Jack groans louder. I've seen men who are hurt a lot worse make not nearly so much noise. You can't accuse the boy of being stoic. “Jack, you got hit every which way on the football field this year. Did you make that much racket every time?”

“This is different, it burns like the fires of hell.”

Their story is that they went out to the woods to bag some squirrels and somehow Woody managed to shoot Jack in the foot. Woody drove Jack to the bait shop, but said he was too shook up to drive all the way to the emergency room in Bobtail, so he called me.

There's something fishy about their story. I've known both boys since they were in diapers, and they started learning to shoot as soon as they could hold a gun. How did an accident like this happen? Jeanne told me a while back that these boys both think they are in love with Taylor Brenner. I hope the boys didn't think their rivalry could be solved with rifles. It's a done deal anyway. Woody and Taylor are getting married in a week.

Jack has just finished army boot camp and will be deployed soon. I wonder how this injury is going to affect whether he can rejoin his unit. I almost hope it keeps him back. Rumors are high that there will be war in the Persian Gulf and it wouldn't be the worst thing in the world if Jack was unable to go.

Both the boys signed up for the army fresh out of high school. All the way through school they were big sports heroes—quarterback and receiver, pitcher and catcher. They must have figured the only way they were going to continue to be heroes was to join the service.

And then, out of the blue, the army rejected Woody on account of a knee injury he suffered in his sophomore year. Who would have thought that a boy who broke the school record for yardage gained in his senior year would be judged unfit to serve in the armed forces? Some folks said Taylor was marrying him as a consolation prize.

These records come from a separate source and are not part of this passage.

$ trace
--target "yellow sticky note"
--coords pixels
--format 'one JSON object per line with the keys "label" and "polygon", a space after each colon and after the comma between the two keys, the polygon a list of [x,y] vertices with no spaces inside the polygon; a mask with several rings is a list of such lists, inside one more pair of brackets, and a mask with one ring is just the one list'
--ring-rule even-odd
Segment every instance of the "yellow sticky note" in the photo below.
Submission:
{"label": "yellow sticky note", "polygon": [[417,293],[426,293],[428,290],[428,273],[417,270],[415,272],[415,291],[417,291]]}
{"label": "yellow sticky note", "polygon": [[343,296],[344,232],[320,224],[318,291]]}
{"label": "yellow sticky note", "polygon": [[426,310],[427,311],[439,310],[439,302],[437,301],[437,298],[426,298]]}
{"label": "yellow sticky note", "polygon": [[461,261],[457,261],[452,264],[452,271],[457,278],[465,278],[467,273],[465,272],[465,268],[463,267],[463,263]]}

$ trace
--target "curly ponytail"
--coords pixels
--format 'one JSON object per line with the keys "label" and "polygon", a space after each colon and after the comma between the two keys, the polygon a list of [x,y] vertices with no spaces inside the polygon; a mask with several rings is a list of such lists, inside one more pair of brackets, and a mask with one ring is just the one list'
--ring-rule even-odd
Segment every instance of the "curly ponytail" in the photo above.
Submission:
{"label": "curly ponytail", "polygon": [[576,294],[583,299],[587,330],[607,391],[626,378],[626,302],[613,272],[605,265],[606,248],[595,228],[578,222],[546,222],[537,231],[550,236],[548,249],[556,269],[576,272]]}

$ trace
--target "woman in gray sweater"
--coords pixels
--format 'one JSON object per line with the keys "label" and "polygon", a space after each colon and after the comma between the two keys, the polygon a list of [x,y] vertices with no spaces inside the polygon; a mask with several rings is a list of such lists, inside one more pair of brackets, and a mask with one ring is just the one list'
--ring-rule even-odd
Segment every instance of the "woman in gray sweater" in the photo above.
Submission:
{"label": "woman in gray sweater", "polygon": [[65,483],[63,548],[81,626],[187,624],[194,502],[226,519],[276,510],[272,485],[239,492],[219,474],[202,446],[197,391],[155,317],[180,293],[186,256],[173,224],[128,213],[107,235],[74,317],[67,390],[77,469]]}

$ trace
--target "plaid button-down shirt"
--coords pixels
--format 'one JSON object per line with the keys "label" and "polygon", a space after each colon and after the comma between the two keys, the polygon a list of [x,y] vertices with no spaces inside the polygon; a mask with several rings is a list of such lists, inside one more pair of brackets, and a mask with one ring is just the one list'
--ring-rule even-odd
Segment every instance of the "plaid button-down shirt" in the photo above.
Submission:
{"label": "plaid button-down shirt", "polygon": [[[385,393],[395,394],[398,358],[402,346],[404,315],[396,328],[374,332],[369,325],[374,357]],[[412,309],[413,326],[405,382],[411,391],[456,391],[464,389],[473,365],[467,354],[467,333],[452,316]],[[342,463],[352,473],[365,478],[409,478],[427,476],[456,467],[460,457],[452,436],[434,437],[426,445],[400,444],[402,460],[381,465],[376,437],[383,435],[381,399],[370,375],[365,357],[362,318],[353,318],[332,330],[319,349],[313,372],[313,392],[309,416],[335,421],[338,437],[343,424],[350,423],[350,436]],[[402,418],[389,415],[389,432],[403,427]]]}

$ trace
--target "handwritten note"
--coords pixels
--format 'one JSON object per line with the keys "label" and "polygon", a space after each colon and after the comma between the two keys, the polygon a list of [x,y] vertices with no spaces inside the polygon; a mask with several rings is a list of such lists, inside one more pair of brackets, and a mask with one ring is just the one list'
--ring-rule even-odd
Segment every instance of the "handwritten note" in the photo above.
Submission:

We screech to a halt at the emergency room, and get chewed out for parking in the driveway until I show them my badge as police chief of Jarrett Creek. Attendants start to haul Jack away, but he stops them. “Chief Craddock, don't tell my folks about this. Please.”

“How the hell do you think they're not going to know? It'll be all over town in no time.”

“I'll tell them I stepped on a nail or something.”

He insists so much that I finally agree to keep quiet. When the attendants take Jack away, I tell Woody to come with me to park the car. After we park, he reaches over to open the door, and I clap him on the shoulder to make him stay put.

“What the hell were you two boys really up to?”

Woody shakes his head.

“Was this on purpose? Is it about Taylor?”

Woody stays quiet.

“All right, you're not telling. It goes down as an accident either way, but I don't like it.”

We're stuck in the waiting room for a couple of hours before a grinning nurse comes out to say, “That is one lucky boy! Shot went right through his foot without hitting anything major. Couple of small bones that should be good as new in no time.”

“That should make you feel better,” I tell Woody.

But he groans and drops his head into his hands, which makes me wonder if he intended worse.

At Woody and Taylor's wedding, Jack serves as best man. He is on crutches with his foot all bound up, but the story that he stepped on a nail seems to have taken hold.